Ashleigh Brown, the RSPCA, and a Charity Conflict the League Can’t Ignore

Ashleigh Fiona Brown RSPCA

What happens when someone sits at the heart of two rival charities — one as a paid professional, the other as a supposedly impartial trustee? That’s the uncomfortable question posed by Ashleigh Fiona Brown’s dual roles at the RSPCA and the League Against Cruel Sports.

Since December 2024, Brown has been employed by the RSPCA — the UK’s largest and best-funded animal welfare organisation. At the same time, she remains a trustee of the League Against Cruel Sports, a smaller, more politically focused charity campaigning against hunting and wildlife persecution. Both organisations appeal to the same public for support and influence, but they are not partners. They are, in many respects, competitors — especially when it comes to donors, media attention, and political traction.

This is not a grey area. It’s a textbook conflict of interest.

The Charity Commission’s guidance The Essential Trustee makes the obligation clear. A trustee must “act in your charity’s best interests” and “avoid putting yourself in a position where your duty to your charity conflicts with your personal interests or loyalty to any other person or body” (Section 6). Trustees are also expected to give “enough time, thought and energy” to the role — known as the duty of care (Section 8). That includes preparing for and actively participating in meetings, especially during times of crisis.

Can Brown truly claim to meet these standards?

In Summer 2023, she took a year-long sabbatical, travelling through the Middle East and South America. She returned only in May or June 2024. During this time, she remained a trustee of the League. But given the length and nature of her sabbatical, it is hard to see how she could have given the role the time, attention and active engagement it demands. The Charity Commission describes this as a trustee’s “duty of care” — a standard that would be difficult to meet while travelling for an extended period across multiple continents.
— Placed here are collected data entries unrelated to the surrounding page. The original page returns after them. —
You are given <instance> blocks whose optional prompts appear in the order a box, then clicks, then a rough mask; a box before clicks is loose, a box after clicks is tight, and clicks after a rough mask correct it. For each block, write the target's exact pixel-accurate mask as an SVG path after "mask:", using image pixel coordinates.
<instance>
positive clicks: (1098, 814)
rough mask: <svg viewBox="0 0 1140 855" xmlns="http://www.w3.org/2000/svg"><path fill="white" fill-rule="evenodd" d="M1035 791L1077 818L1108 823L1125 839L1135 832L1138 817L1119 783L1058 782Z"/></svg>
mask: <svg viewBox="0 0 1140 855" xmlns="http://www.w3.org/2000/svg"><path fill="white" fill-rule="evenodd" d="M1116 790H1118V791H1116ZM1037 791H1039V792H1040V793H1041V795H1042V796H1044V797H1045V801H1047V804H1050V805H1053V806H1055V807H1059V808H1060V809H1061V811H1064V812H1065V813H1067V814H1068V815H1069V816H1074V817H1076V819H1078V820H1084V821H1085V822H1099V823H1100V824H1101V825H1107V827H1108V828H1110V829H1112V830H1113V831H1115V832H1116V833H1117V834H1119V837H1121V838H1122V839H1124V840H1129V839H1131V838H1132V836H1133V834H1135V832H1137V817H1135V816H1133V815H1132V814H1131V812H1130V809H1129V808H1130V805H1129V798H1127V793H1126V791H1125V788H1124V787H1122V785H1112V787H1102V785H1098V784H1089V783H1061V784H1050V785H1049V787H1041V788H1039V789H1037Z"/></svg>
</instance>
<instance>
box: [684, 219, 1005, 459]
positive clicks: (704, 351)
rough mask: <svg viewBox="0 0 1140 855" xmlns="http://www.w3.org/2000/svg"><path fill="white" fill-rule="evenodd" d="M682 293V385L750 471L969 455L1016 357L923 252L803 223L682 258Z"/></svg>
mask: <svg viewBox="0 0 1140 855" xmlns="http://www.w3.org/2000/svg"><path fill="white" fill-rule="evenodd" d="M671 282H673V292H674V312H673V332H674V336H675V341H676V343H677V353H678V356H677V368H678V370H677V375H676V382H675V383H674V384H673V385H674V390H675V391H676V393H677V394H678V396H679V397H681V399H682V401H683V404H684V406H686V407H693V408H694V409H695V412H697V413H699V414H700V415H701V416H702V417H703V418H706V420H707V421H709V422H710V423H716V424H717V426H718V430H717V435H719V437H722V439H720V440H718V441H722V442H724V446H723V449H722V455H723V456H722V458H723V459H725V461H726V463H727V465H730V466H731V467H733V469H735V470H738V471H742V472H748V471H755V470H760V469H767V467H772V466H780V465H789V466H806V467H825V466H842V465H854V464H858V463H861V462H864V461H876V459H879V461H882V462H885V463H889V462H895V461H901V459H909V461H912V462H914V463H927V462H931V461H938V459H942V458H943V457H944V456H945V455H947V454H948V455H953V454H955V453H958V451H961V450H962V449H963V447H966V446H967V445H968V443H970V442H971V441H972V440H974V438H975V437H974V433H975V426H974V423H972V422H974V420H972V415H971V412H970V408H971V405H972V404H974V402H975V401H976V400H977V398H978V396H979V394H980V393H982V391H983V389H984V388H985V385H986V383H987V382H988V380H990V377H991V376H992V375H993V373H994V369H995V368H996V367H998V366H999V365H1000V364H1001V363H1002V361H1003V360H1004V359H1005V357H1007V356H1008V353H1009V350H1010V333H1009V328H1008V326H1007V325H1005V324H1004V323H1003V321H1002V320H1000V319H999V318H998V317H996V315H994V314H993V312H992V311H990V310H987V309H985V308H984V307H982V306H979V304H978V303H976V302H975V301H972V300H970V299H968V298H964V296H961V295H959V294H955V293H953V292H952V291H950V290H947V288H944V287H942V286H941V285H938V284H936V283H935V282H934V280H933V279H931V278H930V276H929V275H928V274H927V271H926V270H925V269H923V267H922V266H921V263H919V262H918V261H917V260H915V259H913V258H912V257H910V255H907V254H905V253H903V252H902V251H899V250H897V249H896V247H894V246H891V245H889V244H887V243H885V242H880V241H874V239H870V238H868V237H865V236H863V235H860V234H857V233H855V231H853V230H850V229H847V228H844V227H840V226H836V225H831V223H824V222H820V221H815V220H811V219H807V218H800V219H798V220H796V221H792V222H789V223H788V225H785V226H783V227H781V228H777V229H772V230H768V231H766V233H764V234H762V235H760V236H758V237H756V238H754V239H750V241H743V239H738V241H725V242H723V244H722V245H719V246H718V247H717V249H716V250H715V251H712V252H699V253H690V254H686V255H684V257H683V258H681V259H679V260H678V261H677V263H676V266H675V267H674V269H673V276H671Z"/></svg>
The responsible action would have been to step down.

Instead, Brown’s tenure has coincided with the League’s most turbulent period in recent memory. When she joined as a trustee in 2020, the League still retained credibility. That same year, a now-infamous leaked webinar caught Mark Hankinson — then Director of the Master of Foxhounds Association — describing the League’s investigations team as “a force to be reckoned with.” Just two years later, the League made that team redundant. According to Brown’s own LinkedIn profile, she has been involved in “charity governance” and “strategic direction” at the League — suggesting she supported this shift.

Since then, the League’s authority in the sector has collapsed. In place of credible investigations and professional campaigning, it now relies on staff in fox costumes prancing around shopping centres for PR stunts. Last year alone, the League saw a 25% staff turnover — a clear indicator of dysfunction. Its former CEO, Andy Knott, left suddenly and without explanation, prompting serious media scrutiny.

Perhaps most concerning of all, the League’s members and donors were misled about the reappointment of Chair Dan Norris — first brought back quietly after an earlier unexplained resignation, and later forced out again following his arrest on suspicion of serious criminal offences. Trustees, including Brown, were complicit in keeping members in the dark.

What’s more, Brown appears to have shown poor judgement in handling confidential League information. According to Private Eye (Issue No. 1638, 6 December 2024), League trustee Astrid Clifford confirmed that Dan Norris’s political adviser, Alex Mayer, was “copied into email communications and privy to some information regarding the League, some of which could be considered confidential.” Internal League figures — including acting CEO Chris Luffingham — were instructed to share sensitive material with Mayer, who had no formal role within the charity. This lapse happened under the watch of the Board, of which Brown is a long-standing member. That such an arrangement was tolerated suggests a worrying disregard for basic charity safeguards.

Throughout this decline, Brown has been silent. There is no evidence that she challenged poor decisions or demanded transparency. And while the League’s reputation sinks, Brown’s LinkedIn profile reflects an altogether different priority: career building. She places her trusteeship not under volunteering, but as a formal entry under “Experience,” alongside her professional roles. It is listed as a governance credential, not a selfless contribution.

Trusteeship is not a badge. It is not a networking tool. It is a serious legal and moral responsibility to act independently, with integrity, and in service of the organisation — not one’s own ambitions, or those of a rival employer.

Brown’s continued presence on the League board compromises both her and the charity. It undermines the League’s credibility, blurs its independence, and invites public mistrust. Her dual role may still be technically lawful. But it is not ethical, not responsible — and not sustainable.

Her position is untenable. Ashleigh Brown should resign.